Aside from the occasional Gold Eagle in a Salvation Army bucket around Christmas time, gold coins are scare outside of a vault or collection. One of the cool things about silver coins is that you can still find them out and about in circulation.
A few weeks ago, the clerk at the local Arco station was staring at a handful of coins she had just received from a customer. She was confused because although the coins said one dollar on them, they didn’t look familiar to her. She kept turning them over and over in her hand, trying to figure out what they were. When I got to the counter I sneaked a peek and asked her about the Morgan Dollars she was holding. She told me how a customer came in and handed her the 4 Morgans and 1 Peace Dollar to pay for $5 of gas. She was thrilled when I told her what they were really worth. I recalled getting change at a gas station in Georgetown CA, and being given silver quarters. Her little jackpot got me thinking about some of the other places I have found silver coins.
In between semesters at college, I worked for awhile at a gas station in Stockton CA where I was given a roll full of War Nickels. I had no idea what they were at the time. I just knew they were old.
I got interested in geology and history in college and eventually bought a White’s Eagle Spectrum metal detector. I had heard the stories about people finding old coins in basements, attics and walls of old pioneer homes, in old out houses and wells. Many folks 160 years ago stored their money in the ground in “post-hole banks”. My plan was to explore the old ghost towns and mining camps in the western United States. Maybe I would get lucky and stumble into one of those caches. I practiced with the detector in town. The first thing I found was a sterling silver serving spoon in the front lawn of my apartment complex, buried about 6″ down. I found a few dimes and quarters in the old parks around town.
I spent a lot of time in the desert and mountains of Utah, Nevada and Arizona, but never found any large treasure. The history and the geology was enough and it was amazing. I did have some success though and found a few neat items from the 1800’s like bits, and spurs, old bottles, china, etc. and I did find a few silver coins.
The weirdest place I have ever found a silver coin was in, of all places, a gold mine.
One weekend in the early 1990’s, I was in the Star Range in south western Utah. My grandfather had been a barber in Milford and was often paid by old prospectors in gems and minerals from the Star, Mineral and Wah Wah mountains. Seeing all of the quartz specimens laden with gold, labradorite, topaz, realgar, and curly horn silver from the Frisco mining area is probably what started my love of gems and minerals. I knew the Star Range had flourite mines and a few gold mines that might have some nice specimens in their tailings piles. I didn’t find any gold that day, but I did find some really nice Fluorspar, and at the mouth of one of the gold mine tunnels, I found a 1920’s Mercury Dime.
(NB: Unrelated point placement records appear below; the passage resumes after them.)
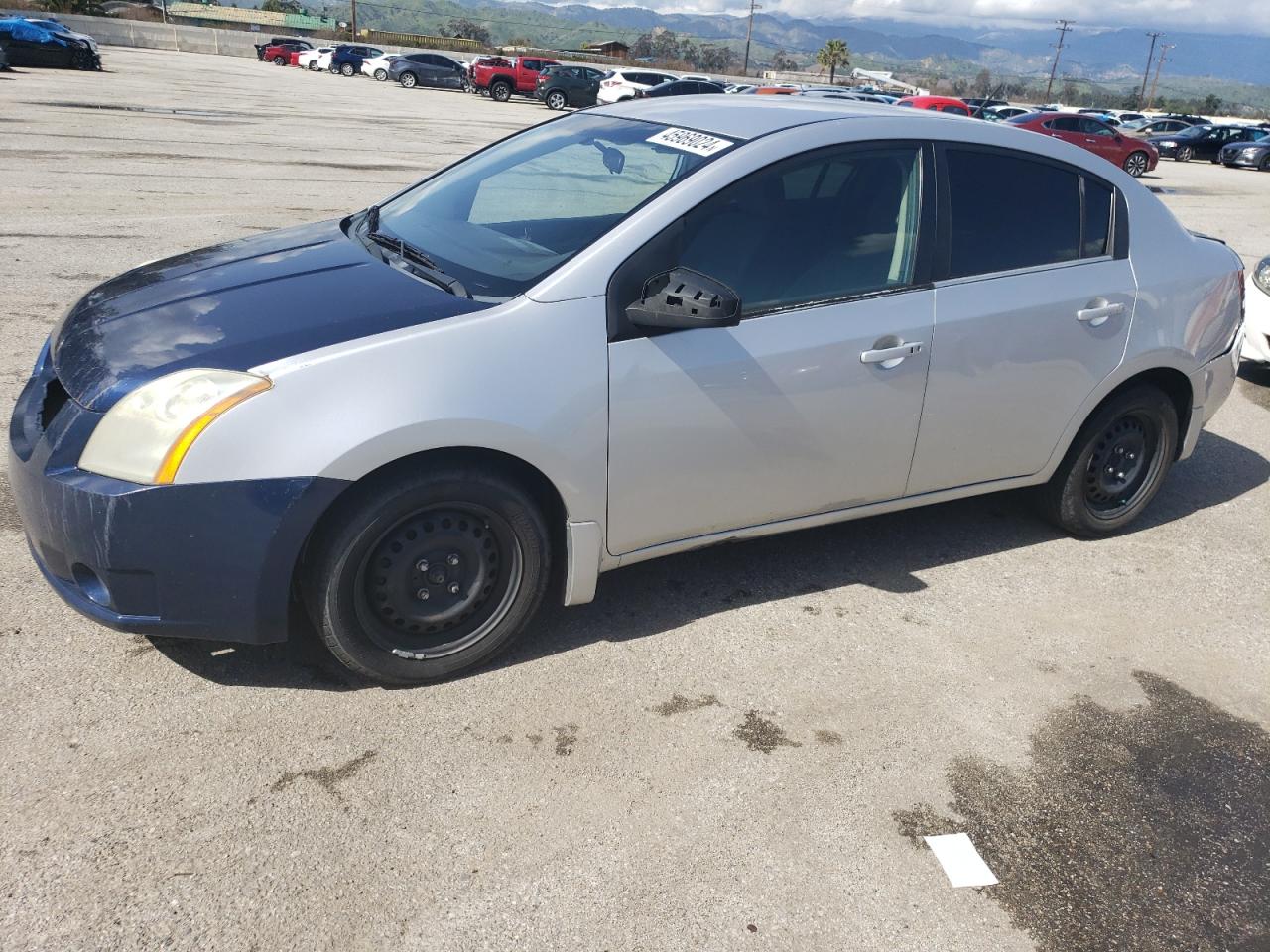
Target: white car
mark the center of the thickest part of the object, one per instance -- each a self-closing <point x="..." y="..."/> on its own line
<point x="1256" y="320"/>
<point x="624" y="84"/>
<point x="377" y="66"/>
<point x="317" y="60"/>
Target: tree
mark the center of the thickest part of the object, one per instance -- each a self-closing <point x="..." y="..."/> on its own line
<point x="833" y="56"/>
<point x="463" y="28"/>
<point x="784" y="62"/>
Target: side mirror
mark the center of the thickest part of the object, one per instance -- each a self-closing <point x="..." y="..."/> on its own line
<point x="683" y="298"/>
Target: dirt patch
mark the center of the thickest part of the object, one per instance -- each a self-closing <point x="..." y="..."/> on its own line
<point x="1147" y="829"/>
<point x="679" y="705"/>
<point x="762" y="735"/>
<point x="325" y="777"/>
<point x="566" y="738"/>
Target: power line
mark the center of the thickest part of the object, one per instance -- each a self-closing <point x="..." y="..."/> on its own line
<point x="1160" y="64"/>
<point x="749" y="30"/>
<point x="1064" y="27"/>
<point x="1151" y="55"/>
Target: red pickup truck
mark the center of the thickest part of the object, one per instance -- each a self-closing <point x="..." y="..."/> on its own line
<point x="500" y="76"/>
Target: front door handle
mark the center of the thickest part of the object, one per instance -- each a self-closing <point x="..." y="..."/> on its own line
<point x="1098" y="312"/>
<point x="890" y="356"/>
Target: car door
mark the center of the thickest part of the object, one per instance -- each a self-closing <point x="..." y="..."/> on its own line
<point x="1034" y="301"/>
<point x="1101" y="139"/>
<point x="812" y="402"/>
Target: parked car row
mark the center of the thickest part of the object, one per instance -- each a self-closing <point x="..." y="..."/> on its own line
<point x="1130" y="140"/>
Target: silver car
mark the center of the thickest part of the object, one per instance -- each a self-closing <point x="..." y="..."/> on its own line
<point x="620" y="334"/>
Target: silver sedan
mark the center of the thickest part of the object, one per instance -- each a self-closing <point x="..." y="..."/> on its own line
<point x="620" y="334"/>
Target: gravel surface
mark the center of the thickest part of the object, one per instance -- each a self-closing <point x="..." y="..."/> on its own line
<point x="730" y="749"/>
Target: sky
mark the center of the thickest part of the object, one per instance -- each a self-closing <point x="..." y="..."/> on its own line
<point x="1199" y="16"/>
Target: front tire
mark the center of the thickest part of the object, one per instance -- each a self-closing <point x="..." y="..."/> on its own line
<point x="1135" y="164"/>
<point x="421" y="575"/>
<point x="1115" y="466"/>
It makes sense that I would find something there at the mouth, but it was so unexpected because I was so focused on finding gold, that the dime seemed out of place and strange. The dime wasn’t worth a lot, maybe a gallon of gas at the time. But it was fun to imagine the life of that coin in the mining camps of Utah during the Depression.
What is the strangest place you’ve ever found silver or gold coins?